Luolc / AdaBound

An optimizer that trains as fast as Adam and as good as SGD.
https://www.luolc.com/publications/adabound/
Apache License 2.0
2.91k stars 329 forks source link

The optimizer may have a bad performance on reading comprehension model? #1

Open SparkJiao opened 5 years ago

SparkJiao commented 5 years ago

Great thanks to your work!

image

The line with orange color is baseline using Adam as optimizer and the line with blue color is the baseline using AdaBound. I think the performance is much worse? Or I need to wait more patiently?

What's your opinion? Thank you very much!

Luolc commented 5 years ago

Hi SparkJiao,

Could you also test with an SGD that its lr equals to the final_lr of AdaBound?
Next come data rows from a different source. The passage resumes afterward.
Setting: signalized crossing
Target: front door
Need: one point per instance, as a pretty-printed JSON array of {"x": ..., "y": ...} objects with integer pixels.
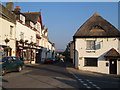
[{"x": 113, "y": 66}]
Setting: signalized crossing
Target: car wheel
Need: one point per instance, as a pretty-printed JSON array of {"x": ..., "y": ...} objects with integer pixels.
[
  {"x": 3, "y": 71},
  {"x": 19, "y": 68}
]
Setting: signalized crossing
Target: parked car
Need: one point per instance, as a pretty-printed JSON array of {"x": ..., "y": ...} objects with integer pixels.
[
  {"x": 8, "y": 64},
  {"x": 49, "y": 60}
]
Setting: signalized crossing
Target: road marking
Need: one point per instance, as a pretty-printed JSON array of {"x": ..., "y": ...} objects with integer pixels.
[
  {"x": 93, "y": 84},
  {"x": 80, "y": 80}
]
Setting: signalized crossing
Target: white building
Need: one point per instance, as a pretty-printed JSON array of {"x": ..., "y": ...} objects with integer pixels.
[
  {"x": 7, "y": 31},
  {"x": 97, "y": 46}
]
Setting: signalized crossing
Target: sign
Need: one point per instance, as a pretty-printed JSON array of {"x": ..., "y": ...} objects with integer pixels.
[
  {"x": 80, "y": 58},
  {"x": 107, "y": 64}
]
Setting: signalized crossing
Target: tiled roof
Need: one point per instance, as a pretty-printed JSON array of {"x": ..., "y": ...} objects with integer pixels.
[
  {"x": 32, "y": 16},
  {"x": 112, "y": 53},
  {"x": 97, "y": 26}
]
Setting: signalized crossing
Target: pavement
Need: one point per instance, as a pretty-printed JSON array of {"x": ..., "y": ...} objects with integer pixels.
[
  {"x": 70, "y": 67},
  {"x": 59, "y": 75}
]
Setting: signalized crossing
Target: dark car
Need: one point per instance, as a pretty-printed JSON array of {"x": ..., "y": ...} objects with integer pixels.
[
  {"x": 49, "y": 60},
  {"x": 8, "y": 64}
]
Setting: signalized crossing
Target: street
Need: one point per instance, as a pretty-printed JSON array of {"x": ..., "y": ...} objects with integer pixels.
[{"x": 58, "y": 75}]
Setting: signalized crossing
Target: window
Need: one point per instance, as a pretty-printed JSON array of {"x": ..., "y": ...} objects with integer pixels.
[
  {"x": 97, "y": 27},
  {"x": 11, "y": 31},
  {"x": 22, "y": 35},
  {"x": 91, "y": 61},
  {"x": 22, "y": 18},
  {"x": 90, "y": 45},
  {"x": 31, "y": 38}
]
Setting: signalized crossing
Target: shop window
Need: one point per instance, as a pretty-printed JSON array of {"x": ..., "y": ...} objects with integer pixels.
[
  {"x": 11, "y": 31},
  {"x": 90, "y": 45},
  {"x": 91, "y": 61}
]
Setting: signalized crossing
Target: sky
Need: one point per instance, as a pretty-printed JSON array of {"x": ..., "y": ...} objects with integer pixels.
[{"x": 63, "y": 19}]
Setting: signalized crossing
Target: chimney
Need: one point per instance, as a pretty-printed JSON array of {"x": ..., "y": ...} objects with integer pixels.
[
  {"x": 10, "y": 6},
  {"x": 17, "y": 10}
]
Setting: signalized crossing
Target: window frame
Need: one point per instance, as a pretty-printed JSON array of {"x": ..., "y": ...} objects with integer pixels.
[
  {"x": 90, "y": 46},
  {"x": 90, "y": 64}
]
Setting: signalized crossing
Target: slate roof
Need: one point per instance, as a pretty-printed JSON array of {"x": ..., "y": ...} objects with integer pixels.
[
  {"x": 112, "y": 53},
  {"x": 7, "y": 14},
  {"x": 96, "y": 26},
  {"x": 32, "y": 16}
]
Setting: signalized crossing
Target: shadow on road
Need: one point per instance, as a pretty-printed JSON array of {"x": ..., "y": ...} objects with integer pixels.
[{"x": 59, "y": 68}]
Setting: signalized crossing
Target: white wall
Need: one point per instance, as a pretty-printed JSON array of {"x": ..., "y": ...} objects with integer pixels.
[
  {"x": 118, "y": 67},
  {"x": 28, "y": 32},
  {"x": 81, "y": 52}
]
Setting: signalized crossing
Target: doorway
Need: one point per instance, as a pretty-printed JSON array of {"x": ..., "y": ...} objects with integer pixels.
[{"x": 113, "y": 66}]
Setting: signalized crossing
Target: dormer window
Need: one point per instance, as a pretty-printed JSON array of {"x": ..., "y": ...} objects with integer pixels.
[
  {"x": 97, "y": 27},
  {"x": 22, "y": 18}
]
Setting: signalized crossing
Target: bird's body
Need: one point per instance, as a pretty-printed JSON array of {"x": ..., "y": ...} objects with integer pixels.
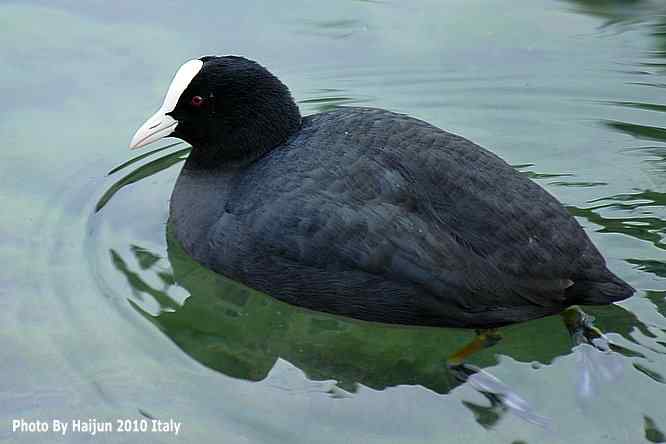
[
  {"x": 382, "y": 217},
  {"x": 363, "y": 212}
]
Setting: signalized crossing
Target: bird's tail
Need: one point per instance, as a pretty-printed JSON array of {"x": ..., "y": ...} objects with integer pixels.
[{"x": 601, "y": 291}]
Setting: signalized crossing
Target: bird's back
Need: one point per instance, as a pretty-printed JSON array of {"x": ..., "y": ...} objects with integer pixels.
[{"x": 383, "y": 217}]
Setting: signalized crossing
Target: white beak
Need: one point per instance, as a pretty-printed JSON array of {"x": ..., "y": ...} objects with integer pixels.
[{"x": 160, "y": 124}]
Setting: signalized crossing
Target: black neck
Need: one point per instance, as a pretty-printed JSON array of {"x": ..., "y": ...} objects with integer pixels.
[{"x": 245, "y": 145}]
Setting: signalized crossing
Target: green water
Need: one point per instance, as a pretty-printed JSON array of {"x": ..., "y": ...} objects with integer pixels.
[{"x": 103, "y": 316}]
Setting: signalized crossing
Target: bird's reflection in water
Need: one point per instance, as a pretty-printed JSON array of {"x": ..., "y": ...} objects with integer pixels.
[{"x": 244, "y": 334}]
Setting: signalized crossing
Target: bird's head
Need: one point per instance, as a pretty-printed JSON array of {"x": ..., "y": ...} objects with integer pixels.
[{"x": 228, "y": 108}]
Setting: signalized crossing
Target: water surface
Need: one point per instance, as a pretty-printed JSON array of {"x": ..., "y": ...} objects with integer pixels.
[{"x": 102, "y": 315}]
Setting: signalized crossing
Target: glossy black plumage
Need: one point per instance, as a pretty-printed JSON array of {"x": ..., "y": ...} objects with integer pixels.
[{"x": 379, "y": 216}]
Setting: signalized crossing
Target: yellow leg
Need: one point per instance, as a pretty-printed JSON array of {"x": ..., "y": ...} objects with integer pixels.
[
  {"x": 580, "y": 326},
  {"x": 484, "y": 339}
]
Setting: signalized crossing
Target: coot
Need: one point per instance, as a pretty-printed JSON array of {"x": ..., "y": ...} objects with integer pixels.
[{"x": 363, "y": 212}]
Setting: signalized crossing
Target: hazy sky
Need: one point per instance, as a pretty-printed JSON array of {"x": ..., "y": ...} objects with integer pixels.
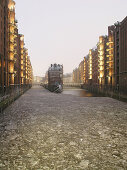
[{"x": 63, "y": 31}]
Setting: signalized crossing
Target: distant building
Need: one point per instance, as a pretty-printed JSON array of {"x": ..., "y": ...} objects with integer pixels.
[
  {"x": 37, "y": 79},
  {"x": 67, "y": 78}
]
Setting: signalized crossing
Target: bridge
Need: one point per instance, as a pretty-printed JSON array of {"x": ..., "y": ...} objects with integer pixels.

Current info is too less to make an educated guess. What I am most confident is AdaBound could outperform SGD (viz. faster, and not worse than SGD) with similar settings.

We did find that AdaBound is more robust on CV tasks than NLP. The reason might be that adaptive methods are more useful in unbalanced data (word embedding is a typical example of this). On this kind of task SGD might be worse than Adam, therefore transforming to SGD cannot help.

Luolc commented 5 years ago

@SparkJiao besides, I am currently testing AdaBound on reading comprehension task as well. What dataset and model did you test? It seems that my preliminary result shows that AdaBound is still the best.

SparkJiao commented 5 years ago

OK, if I have free gpu, I will test the performance with SGD.

By the way, I'm working on CoQA, Conversational Question Answering Challenge and the model being tested is modified from FlowQA, whose author has pushed his code to Github and the paper is also under open review for ICLR2019.

Thank you!

Luolc commented 5 years ago

@SparkJiao thanks. I have tested CoQA but not with FlowQA. I will have a check of their paper.